Alguns números ilustram a moeda de troca do Mercado Livre nessa equação. Entre julho e setembro de 2022, a receita líquida do grupo no Brasil cresceu 33,9%, para US$ 1,4 bilhão. No período, foram 42 milhões de compradores únicos, levando-se em conta a operação em toda a América Latina.
O GMV da empresa na região foi de US$ 8,6 bilhões. A companhia não revela a fatia dos supermercados nesse bolo. “Hoje, a penetração do online desse formato gira entre 1,5% a 3% do mercado como um todo”, afirma Lourenço, acrescentando que o Mercado Livre segue essa média.
Atualmente, a oferta do marketplace nessa vertical inclui cerca de 50 mil SKUs e parcerias com redes como GPA e Mambo, além de marcas como Heineken, Unilever e P&G.
Parte desses acordos, como o GPA, também inclui o modelo de fulfillment. No caso do Mambo, um ponto relevante é o fato de a parceria envolver produtos perecíveis, em São Paulo e na Grande São Paulo.
Entre outros componentes, o que destaca a ampliação dos laços com o Carrefour é o fato de o grupo ser o líder em faturamento no varejo alimentar. E também a previsão de escalar a oferta por todo o País.
Concorrência
Segundo dados mais recentes da Associação Brasileira de Supermercados (Abras), o setor movimentou R$ 611,2 bilhões em 2021. Realizada pela consultoria britânica Dunnhumby em maio de 2022, outra pesquisa traz um termômetro do avanço das gôndolas virtuais.
De acordo com o estudo, naquele período, 83% dos consumidores fizeram compras online da categoria.
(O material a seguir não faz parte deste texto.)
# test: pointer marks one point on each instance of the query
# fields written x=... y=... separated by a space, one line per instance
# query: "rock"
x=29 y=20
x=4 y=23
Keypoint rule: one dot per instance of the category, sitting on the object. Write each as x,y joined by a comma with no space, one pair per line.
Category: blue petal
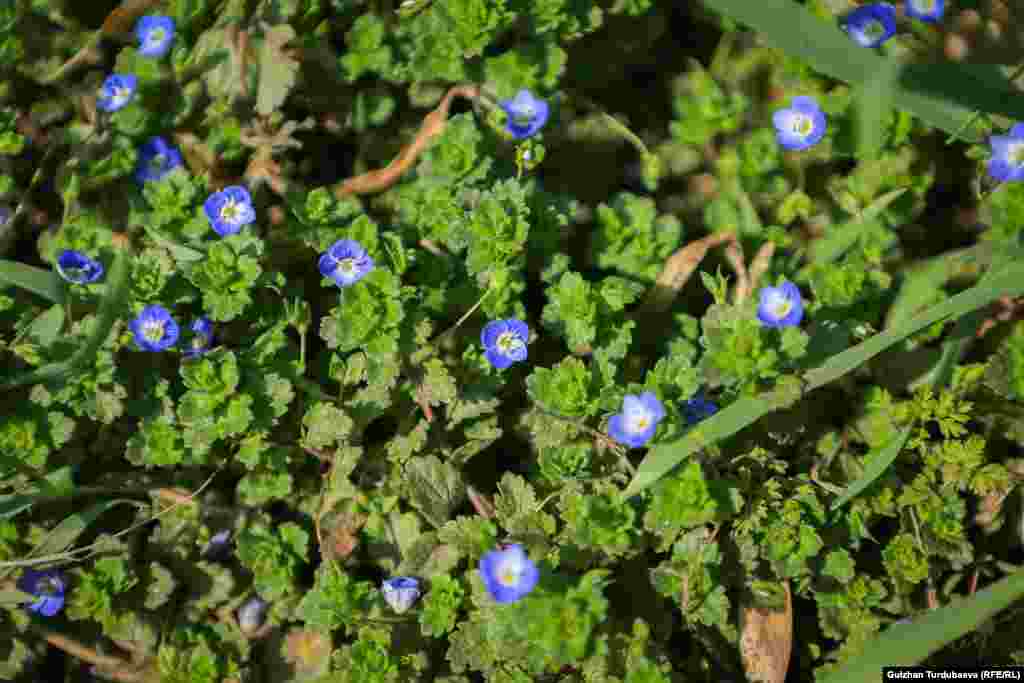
492,332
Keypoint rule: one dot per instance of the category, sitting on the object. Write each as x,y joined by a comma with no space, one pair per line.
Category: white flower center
1015,154
508,341
153,331
639,423
802,125
156,37
120,95
508,577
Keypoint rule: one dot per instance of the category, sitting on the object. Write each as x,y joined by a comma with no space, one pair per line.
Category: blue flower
251,613
505,342
508,573
801,126
780,306
638,421
698,409
202,340
229,210
400,593
77,267
869,26
155,330
525,114
1007,163
48,589
346,262
926,10
156,159
155,33
117,91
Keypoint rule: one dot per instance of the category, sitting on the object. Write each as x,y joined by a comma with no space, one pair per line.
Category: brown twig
433,125
734,255
112,667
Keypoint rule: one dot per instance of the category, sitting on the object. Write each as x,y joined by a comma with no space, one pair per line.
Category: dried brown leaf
433,125
766,640
678,268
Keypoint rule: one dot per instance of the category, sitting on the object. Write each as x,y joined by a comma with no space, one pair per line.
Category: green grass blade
1008,282
118,282
943,95
46,284
906,644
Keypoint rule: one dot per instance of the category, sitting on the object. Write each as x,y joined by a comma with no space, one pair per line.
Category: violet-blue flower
155,34
869,26
508,573
505,342
697,409
154,329
638,421
202,338
251,613
525,115
346,262
156,159
926,10
117,91
229,210
78,268
1007,164
400,593
780,306
801,126
48,589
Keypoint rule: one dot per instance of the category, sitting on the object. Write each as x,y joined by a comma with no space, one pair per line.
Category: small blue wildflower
869,26
698,409
202,339
48,589
78,268
505,342
508,573
251,613
638,421
801,126
155,330
346,262
400,593
117,91
1007,164
229,210
926,10
155,33
780,306
156,159
525,114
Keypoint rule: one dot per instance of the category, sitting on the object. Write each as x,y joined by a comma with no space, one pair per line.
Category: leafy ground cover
509,340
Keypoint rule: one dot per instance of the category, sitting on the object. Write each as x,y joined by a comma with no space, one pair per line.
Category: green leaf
1008,282
65,534
944,94
118,282
872,101
278,71
56,483
906,644
46,284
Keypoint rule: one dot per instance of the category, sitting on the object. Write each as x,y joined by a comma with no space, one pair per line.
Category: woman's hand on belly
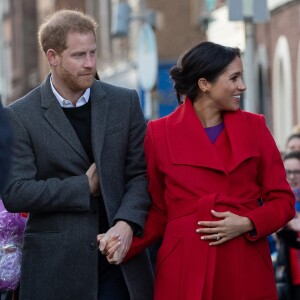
226,228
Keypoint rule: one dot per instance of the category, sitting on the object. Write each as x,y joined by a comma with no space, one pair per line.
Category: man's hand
93,180
116,242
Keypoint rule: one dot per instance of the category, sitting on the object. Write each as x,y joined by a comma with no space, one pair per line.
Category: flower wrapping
11,240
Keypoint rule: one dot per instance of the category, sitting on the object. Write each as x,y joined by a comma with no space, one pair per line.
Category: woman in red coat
218,186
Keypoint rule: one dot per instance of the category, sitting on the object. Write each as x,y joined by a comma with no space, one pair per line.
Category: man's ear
52,57
203,85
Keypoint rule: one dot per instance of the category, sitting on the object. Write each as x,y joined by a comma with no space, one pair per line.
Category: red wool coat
188,177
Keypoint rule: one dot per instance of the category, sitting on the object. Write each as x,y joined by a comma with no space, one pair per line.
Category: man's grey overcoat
60,253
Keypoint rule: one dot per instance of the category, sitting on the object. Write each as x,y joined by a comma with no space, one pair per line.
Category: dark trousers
112,284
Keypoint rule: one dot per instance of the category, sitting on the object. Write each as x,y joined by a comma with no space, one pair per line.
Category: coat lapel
57,119
190,145
241,138
100,108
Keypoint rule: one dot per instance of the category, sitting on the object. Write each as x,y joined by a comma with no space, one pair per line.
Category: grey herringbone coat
60,254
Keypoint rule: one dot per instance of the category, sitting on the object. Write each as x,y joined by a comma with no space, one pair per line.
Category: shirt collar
67,103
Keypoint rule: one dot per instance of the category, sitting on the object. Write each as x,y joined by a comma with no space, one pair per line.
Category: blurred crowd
285,244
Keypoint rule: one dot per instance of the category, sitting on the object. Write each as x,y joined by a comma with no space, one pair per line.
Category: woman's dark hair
292,136
292,154
205,60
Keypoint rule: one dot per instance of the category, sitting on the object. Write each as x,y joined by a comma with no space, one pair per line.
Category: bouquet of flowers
11,239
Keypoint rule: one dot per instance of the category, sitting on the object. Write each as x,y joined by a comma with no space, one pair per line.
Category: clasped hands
115,243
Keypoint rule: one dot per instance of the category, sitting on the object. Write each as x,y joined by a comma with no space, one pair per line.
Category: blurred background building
177,26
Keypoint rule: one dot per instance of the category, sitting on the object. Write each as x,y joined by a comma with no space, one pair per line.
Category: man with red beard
78,169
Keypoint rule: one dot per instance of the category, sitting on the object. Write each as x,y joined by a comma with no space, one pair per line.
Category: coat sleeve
278,198
156,219
136,201
5,148
24,192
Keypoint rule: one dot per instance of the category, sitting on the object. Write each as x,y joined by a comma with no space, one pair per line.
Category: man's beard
79,82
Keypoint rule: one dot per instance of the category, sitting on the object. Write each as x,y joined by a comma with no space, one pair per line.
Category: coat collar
189,143
57,119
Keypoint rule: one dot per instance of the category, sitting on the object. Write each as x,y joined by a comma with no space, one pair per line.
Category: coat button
92,246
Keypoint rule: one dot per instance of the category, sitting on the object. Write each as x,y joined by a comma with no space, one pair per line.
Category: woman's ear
52,57
203,85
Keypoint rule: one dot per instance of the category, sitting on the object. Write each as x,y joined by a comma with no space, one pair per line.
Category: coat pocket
169,269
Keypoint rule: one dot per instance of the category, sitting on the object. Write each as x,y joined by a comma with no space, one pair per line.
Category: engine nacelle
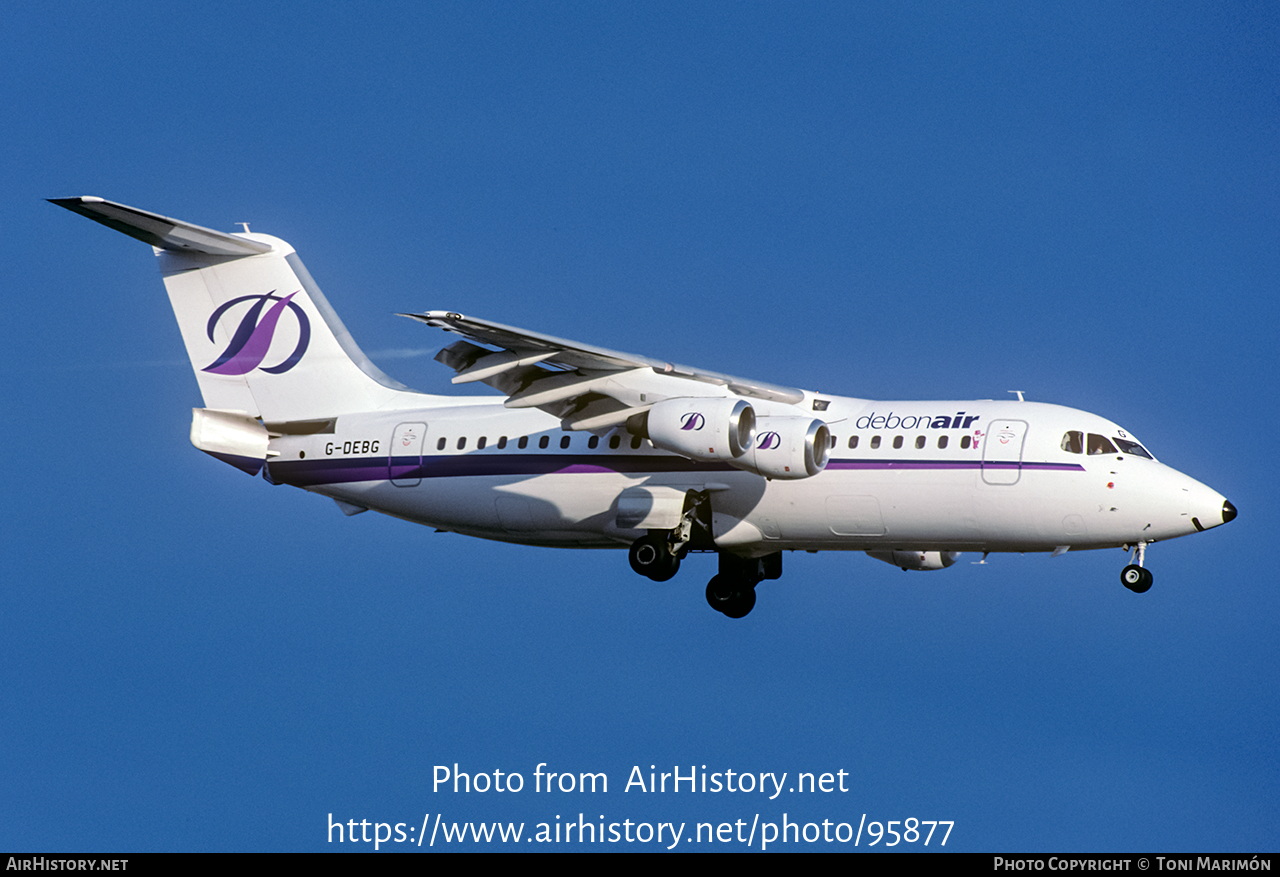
787,448
910,560
711,429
O Mercado Livre figurou no topo, com 17% das transações, seguido pela Amazon, com 16%. O Carrefour/Atacadão foi o primeiro entre as redes tradicionais, com 11%.
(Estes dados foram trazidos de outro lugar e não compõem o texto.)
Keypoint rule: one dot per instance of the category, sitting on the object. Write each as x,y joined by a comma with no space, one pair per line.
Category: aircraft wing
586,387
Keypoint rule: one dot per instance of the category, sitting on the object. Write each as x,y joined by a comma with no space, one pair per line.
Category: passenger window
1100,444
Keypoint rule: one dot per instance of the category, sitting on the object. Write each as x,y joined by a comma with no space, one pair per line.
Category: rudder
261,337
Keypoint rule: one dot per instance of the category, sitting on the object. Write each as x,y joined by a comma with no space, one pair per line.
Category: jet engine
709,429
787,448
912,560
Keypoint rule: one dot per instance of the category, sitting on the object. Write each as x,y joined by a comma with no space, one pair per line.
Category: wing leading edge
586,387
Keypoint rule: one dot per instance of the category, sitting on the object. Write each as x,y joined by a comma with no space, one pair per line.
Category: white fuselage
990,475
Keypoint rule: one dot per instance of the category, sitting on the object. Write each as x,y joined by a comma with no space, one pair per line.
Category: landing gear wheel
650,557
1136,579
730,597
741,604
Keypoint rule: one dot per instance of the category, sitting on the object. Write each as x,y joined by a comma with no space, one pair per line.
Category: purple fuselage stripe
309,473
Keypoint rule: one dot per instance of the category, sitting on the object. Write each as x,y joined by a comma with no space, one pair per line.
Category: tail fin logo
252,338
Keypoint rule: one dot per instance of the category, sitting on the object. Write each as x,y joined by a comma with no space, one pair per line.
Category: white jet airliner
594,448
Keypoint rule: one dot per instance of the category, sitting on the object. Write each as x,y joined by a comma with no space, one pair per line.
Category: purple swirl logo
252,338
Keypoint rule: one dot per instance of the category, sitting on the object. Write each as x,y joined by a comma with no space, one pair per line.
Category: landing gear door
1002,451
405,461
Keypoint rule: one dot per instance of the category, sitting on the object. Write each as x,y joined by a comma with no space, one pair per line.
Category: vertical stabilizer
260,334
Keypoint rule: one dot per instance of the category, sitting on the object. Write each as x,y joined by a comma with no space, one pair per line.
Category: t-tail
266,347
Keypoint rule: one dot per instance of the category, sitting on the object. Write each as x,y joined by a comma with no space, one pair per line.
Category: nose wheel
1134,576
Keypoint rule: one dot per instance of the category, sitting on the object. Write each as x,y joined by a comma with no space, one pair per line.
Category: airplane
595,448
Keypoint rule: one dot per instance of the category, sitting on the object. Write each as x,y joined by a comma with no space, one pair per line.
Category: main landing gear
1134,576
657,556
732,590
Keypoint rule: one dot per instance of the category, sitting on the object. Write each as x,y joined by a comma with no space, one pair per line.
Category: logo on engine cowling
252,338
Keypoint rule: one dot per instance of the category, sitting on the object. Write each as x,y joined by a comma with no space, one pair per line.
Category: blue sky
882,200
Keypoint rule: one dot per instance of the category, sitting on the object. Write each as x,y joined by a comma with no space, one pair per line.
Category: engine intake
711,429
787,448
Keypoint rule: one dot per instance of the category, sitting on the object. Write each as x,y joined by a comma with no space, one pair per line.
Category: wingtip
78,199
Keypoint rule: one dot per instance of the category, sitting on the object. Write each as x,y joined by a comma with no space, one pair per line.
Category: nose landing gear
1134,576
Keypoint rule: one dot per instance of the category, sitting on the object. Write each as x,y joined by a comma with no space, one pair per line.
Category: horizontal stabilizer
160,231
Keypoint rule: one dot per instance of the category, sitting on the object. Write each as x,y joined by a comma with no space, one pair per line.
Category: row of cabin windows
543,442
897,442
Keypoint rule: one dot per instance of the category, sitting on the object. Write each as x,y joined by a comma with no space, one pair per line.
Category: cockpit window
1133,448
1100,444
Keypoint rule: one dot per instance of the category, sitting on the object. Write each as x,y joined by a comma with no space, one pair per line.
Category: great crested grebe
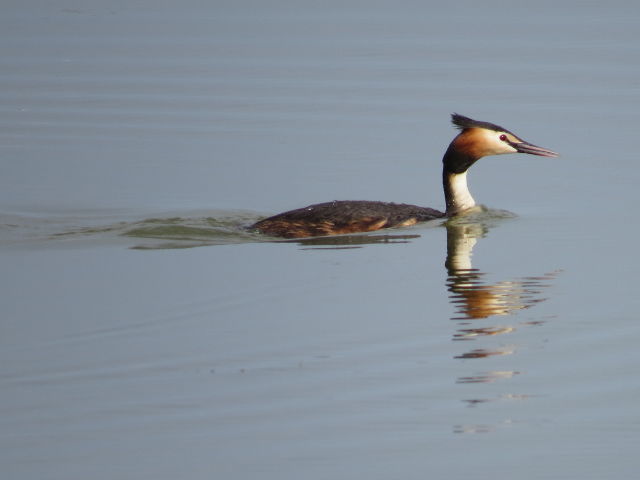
476,140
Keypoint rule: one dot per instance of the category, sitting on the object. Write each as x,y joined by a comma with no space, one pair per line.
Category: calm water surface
147,334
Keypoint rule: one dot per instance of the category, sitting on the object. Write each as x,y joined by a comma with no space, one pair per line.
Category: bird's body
476,140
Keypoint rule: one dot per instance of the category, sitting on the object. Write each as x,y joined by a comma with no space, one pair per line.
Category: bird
476,139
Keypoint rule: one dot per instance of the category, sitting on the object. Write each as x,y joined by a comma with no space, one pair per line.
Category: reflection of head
473,297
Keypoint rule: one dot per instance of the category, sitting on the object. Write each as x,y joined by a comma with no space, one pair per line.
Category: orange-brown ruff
476,140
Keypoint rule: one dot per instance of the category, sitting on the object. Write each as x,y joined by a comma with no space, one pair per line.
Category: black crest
462,122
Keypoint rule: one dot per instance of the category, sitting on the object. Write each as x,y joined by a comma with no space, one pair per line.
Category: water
147,334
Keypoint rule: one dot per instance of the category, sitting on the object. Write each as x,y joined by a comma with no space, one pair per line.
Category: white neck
457,193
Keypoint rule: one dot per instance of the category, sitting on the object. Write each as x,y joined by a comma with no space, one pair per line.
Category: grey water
146,333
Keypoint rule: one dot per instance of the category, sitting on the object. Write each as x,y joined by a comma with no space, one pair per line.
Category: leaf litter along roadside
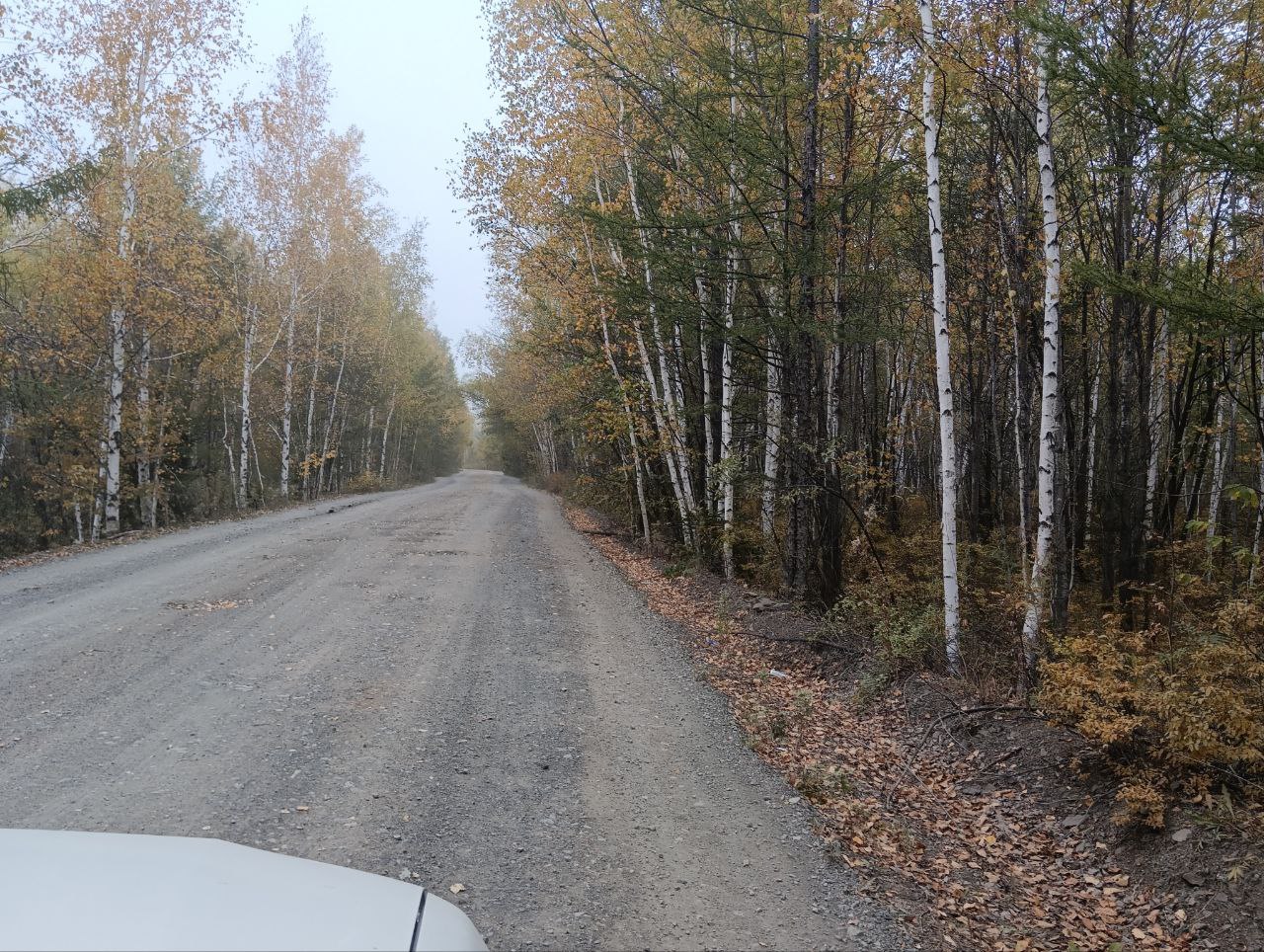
967,865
Ao lado do Carrefour e do Magazine Luiza, também com 11%, outro player se destacou: a Americanas, na esteira das aquisições da plataforma Supermercado Now e do Hortifruti Natural da Terra, esse último, por R$ 2,1 bilhões.
Fragilizada pela descoberta recente de um rombo de R$ 20 bilhões e um pedido de recuperação judicial com dívidas de R$ 43 bilhões, a Americanas deve abrir caminho para outros players no setor.
Os executivos do Mercado Livre e do Carrefour medem as palavras sobre a situação. “Nossas estratégias são revistas constantemente e estamos sempre atentos a oportunidades de ganho de market share. Não é diferente do que já faríamos”, diz Lourenço.
Gyurkovits acrescenta: “Temos que aproveitar essas oportunidades para acolher o cliente. Inclusive porque também somos parceiros da B2W”, afirma.
O fato é que, ao menos em uma esfera, a dupla já ocupou um espaço da rival. Com o escândalo, a Americanas desistiu de patrocinar o Big Brother Brasil 2023. O Mercado Livre assumiu o seu posto e o Carrefour se tornou o mercado oficial do programa.
À parte dessa vitrine, há outros riscos para a Americanas. “Preço, promoções, variedade e qualidade são pilares dessa vertical”, diz Daniela Moribe, diretora da Dunnhumby. “Um dos grandes desafios será equacionar essas questões com os fornecedores para não afetar a oferta na ponta.”
Em relação à parceria entre Mercado Livre e Carrefour, ela enxerga uma estratégia assertiva, especialmente em um mercado ainda em maturação e no qual cada uma das pontas precisa de capacidades adicionais para ganhar escala.
De um lado, os marketplaces trazem um volume substancial de usuários já habituados às compras online e um conhecimento sobre todas as dinâmicas do e-commerce. De outro, as grandes redes de varejo alimentar detêm o mix e a experiência de décadas para lidar com as nuances desse segmento.
Ela ressalta, no entanto, um risco, em particular, para as redes varejistas tradicionais à medida que essa vertical ganhe corpo e, naturalmente, cada player decida disputar esse terreno unicamente com suas próprias forças, depois de aprender as regras do jogo com seus parceiros.
“Grupos como o Carrefour estão cortando atalhos, especialmente com esse modelo de fulfillment”, afirma. “Mas, ao mesmo tempo, teoricamente, eles também estão colocando todos os dados de seus clientes e todo o seu conhecimento de gestão no ambiente e mão de outro grande player.”